Paris (dpa) - Angesichts der blutigen Unruhen in Tunesien hat Staatschef Zine el Abidine Ben Ali die Sicherheitskräfte zu Zurückhaltung aufgerufen. Er habe das Innenministerium angewiesen, auf «ungerechtfertigte Waffengewalt» zu verzichten, sagte Ben Ali in einer Fernsehansprache. Zugleich kündigte er Preissenkungen für Grundnahrungsmittel und die Aufhebung der Internetzensur an. Ben Ali deutete außerdem an, bei der nächsten Präsidentschaftswahl nicht mehr zu kandidieren. Wegen der Unruhen hat das Auswärtige Amt von Reisen nach Tunesien abgeraten.

Zeitung: Bildung einer neuen Bundespolizei vom Tisch

Berlin (dpa) - Der umstrittene Vorschlag einer Fusion von Bundespolizei und Bundeskriminalamt ist laut einem Zeitungsbericht vom Tisch. Angesichts des Widerstandes der Länder sowie des BKA- Präsidenten Jörg Ziercke suche man nun nach einer «gesichtswahrenden Lösung», schreibt der «Kölner Stadt-Anzeiger» unter Berufung auf einen führenden Vertreter der CDU/CSU-Bundestagsfraktion. Mit einer Fusion sei nicht mehr zu rechnen, sondern allenfalls mit einer engeren Kooperation in Teilbereichen.
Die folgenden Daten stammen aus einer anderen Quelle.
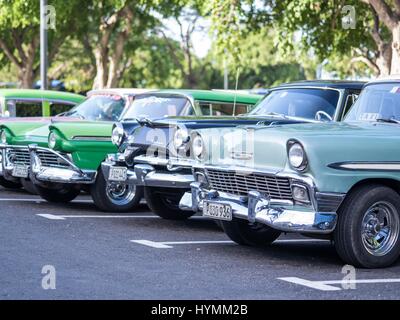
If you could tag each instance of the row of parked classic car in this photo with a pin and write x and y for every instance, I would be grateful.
(318, 158)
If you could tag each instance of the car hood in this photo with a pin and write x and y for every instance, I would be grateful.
(163, 130)
(266, 147)
(69, 130)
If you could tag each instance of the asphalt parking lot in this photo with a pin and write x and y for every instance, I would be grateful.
(140, 256)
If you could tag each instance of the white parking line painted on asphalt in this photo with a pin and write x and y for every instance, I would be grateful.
(37, 200)
(63, 217)
(50, 216)
(170, 244)
(328, 284)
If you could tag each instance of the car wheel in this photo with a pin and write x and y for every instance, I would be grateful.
(9, 184)
(115, 197)
(367, 233)
(165, 203)
(244, 233)
(29, 186)
(63, 194)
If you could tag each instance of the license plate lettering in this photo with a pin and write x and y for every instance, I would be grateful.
(217, 211)
(118, 174)
(20, 171)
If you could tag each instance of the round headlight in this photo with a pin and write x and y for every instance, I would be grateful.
(3, 137)
(297, 156)
(198, 147)
(52, 140)
(117, 135)
(180, 138)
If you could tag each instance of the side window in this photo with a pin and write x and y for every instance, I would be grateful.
(351, 98)
(242, 108)
(59, 107)
(24, 108)
(223, 109)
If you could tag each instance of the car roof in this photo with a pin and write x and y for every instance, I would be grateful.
(336, 84)
(119, 91)
(40, 94)
(386, 79)
(215, 95)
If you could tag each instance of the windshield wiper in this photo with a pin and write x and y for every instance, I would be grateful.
(388, 120)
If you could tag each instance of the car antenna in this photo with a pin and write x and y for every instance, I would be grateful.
(236, 87)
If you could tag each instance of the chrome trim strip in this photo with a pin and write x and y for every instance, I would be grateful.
(366, 165)
(91, 138)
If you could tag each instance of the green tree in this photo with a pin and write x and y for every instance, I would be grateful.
(19, 34)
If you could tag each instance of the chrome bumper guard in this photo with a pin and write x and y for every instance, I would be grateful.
(71, 174)
(149, 176)
(6, 168)
(258, 208)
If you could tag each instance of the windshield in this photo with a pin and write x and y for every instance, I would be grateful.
(303, 103)
(157, 107)
(99, 108)
(377, 101)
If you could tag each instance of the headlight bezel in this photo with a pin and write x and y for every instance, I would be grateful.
(117, 135)
(301, 163)
(181, 138)
(52, 140)
(198, 142)
(3, 136)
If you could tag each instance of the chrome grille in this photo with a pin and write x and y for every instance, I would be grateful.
(237, 183)
(47, 158)
(18, 156)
Zeitung: Klagen gegen Kinderlärm werden erschwert

Berlin (dpa) - Das Bundesumweltministerium will Klagen gegen Kinderlärm erschweren. Das berichtet die «Passauer Neue Presse». Demnach gibt es einen entsprechenden Entwurf zur Änderung des Bundes- Immissionsschutzgesetzes. Darin heiße es, Geräuscheinwirkungen, die etwa von Kindertageseinrichtungen oder Spielplätzen hervorgerufen werden, seien im Regelfall keine schädliche Umwelteinwirkung. Hintergrund: In jüngerer Zeit habe es verschiedene erfolgreiche Klagen gegen Kindertagesstätten gegeben.